Meanwhile, Schuchart Construction, Seattle, expects to complete the $30-million Bullitt Center toward the end of next year. The building is designed as a so-called Living Building, which means it follows the standards of the Living Building Challenge. LBC is a sustainable building certification program of the International Living Building Institute (ILBI).
LBC provides “a framework for design, construction and the symbiotic relationship between people and all aspects of the built environment,” says ILBI, Portland, Ore. A Living Building is “informed by its bioregion's characteristics, that generates all of its own energy with renewable resources, captures and treats all of its water and operates efficiently for maximum beauty,” according to ILBI.

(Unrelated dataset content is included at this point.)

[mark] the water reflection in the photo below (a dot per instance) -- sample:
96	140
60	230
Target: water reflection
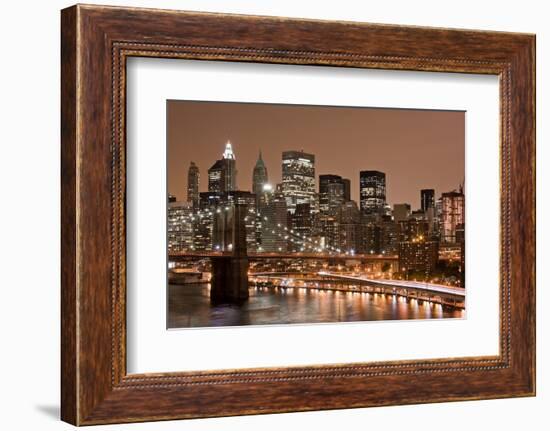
189	306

Plans call for solar photovoltaic arrays with the capacity to produce 230,000 kWh of electricity per year. There will be 26 geothermal wells bored 400 ft deep. Window blinds will be controlled by an on-site weather station. The building also has daylighting features, says Brian Court, project manager for the local architect, the Miller Hull Partnership. The design also includes gray water, black water and composting systems to treat all building water and waste.
Court expects the building to achieve net-zero energy use its first year. “Our assumptions on solar income are based on the average annual number of sunny days over the past 30 years,” says Court. “If we have a cloudy year, we might not make it on the first try. But if it's a sunny year, we could … sell power back to the grid.”